At this stage, Meghan has become the quirky relative at the typical holiday get-together – offering unasked-for guidance, and supplying the periodic peculiar declaration. ("I love spinach!" … "A tradition has to have a beginning." … "A tree is part of my memory and love of the holiday season.") She's quite a personality, but her company is customary and unexpectedly soothing. And she looks pleased; she's causing the slightest hurt.
She understands her each tiny facial movement, word and glance will be analyzed and scrutinized, but still appears relaxed and serenely untroubled.
It could be this is the first occasion in history where that well-worn saying – "Ignore them, they're just jealous" – might be true. The reason is, you know what?, all aspects in Meghan's Holiday Celebration is lovely. Yes, it's all painfully excessive, silliness and flamboyant – but isn't that precisely what the holiday season is all about? And the talk she's talking might be ridiculous, but the walk she's walking appears to be shop-bought.

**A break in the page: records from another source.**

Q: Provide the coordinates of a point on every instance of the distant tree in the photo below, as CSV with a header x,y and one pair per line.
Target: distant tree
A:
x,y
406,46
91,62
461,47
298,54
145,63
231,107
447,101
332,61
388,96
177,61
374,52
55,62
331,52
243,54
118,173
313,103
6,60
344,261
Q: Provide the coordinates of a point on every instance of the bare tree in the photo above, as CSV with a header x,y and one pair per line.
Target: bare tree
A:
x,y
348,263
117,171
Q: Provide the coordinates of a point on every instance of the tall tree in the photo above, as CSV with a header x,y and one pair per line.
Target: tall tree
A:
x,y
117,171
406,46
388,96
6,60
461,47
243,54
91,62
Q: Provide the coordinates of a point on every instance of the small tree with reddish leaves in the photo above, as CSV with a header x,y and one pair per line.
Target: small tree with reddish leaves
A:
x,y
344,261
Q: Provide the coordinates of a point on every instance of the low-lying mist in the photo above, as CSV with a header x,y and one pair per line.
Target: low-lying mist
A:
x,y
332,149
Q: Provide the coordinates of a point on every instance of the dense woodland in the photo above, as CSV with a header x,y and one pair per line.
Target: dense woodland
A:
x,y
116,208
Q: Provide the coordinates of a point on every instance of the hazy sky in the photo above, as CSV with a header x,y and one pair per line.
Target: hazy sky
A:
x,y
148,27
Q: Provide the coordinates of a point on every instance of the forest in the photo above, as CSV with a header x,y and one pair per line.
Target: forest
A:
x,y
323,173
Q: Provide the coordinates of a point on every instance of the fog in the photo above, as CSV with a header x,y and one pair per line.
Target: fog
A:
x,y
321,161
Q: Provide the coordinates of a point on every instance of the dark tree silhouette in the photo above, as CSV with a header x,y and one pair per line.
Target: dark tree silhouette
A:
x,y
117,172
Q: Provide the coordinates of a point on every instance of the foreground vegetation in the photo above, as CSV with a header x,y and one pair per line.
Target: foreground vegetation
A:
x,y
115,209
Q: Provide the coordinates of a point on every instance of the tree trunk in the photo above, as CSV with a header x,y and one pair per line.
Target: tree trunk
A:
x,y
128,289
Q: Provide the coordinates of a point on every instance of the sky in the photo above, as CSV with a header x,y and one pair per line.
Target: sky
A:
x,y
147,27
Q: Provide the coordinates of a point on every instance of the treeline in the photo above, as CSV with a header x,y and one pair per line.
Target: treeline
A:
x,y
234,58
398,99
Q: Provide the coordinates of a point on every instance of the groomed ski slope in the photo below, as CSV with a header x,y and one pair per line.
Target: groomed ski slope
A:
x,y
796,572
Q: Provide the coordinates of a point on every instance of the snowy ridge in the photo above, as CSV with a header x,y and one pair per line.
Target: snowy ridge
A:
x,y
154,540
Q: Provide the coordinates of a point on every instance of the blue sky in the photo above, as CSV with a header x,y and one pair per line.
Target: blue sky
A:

Anything she attempts, she pulls off with flair. Her recipes looks scrumptious, the wreath she creates is stunning, her gifts are practically too exquisite to tear into. Not a single thing is average or aesthetically displeasing – even the way she secures her kitchen garment is stylish and elegant. She doesn't toss a meal in the microwave, it "has a moment", and she folds gift paper like an paper-folding expert. She also seems to be completely savoring herself the entire time. How could any hate-watcher not be charmed, bursting with holiday spirit and left with a deep longing for personalized Christmas crackers or a vegetable display where broccoli is positioned in the form of a Christmas ring?
Meghan used to pretend for a living, of course, but even so, after the intensity of attention she has faced ever since she started dating Prince Harry, even a hypothetical offspring of two legendary actresses would struggle to act this genuinely. Her unwillingness to alter or even moderate her routine, even though it being so persistently, globally mocked, is strangely reassuring. In our uncertain world, here is one thing we can rely on: Meghan will stay true to form, come what may. We will forever know what to expect with her.
If you're still not buying what she's selling, a reminder that will undoubtedly come as a reassurance: you don't have to. We don't have the draft anymore, and were it to return, it would be unlikely to include viewing With Love, Meghan: Holiday Celebration. If, conversely, you choose to watch and are consumed by envy about her flawless Christmas, there is hope either. Be you a royal or a office worker, hardly any child truly appreciates the effort and hard work their mother expends in December. So you can take heart by imagining the young royals' faces when they reveal a beautifully scripted letter that says, 'I love you because you are brave,' from a DIY festive calendar, rather than a sweet treat.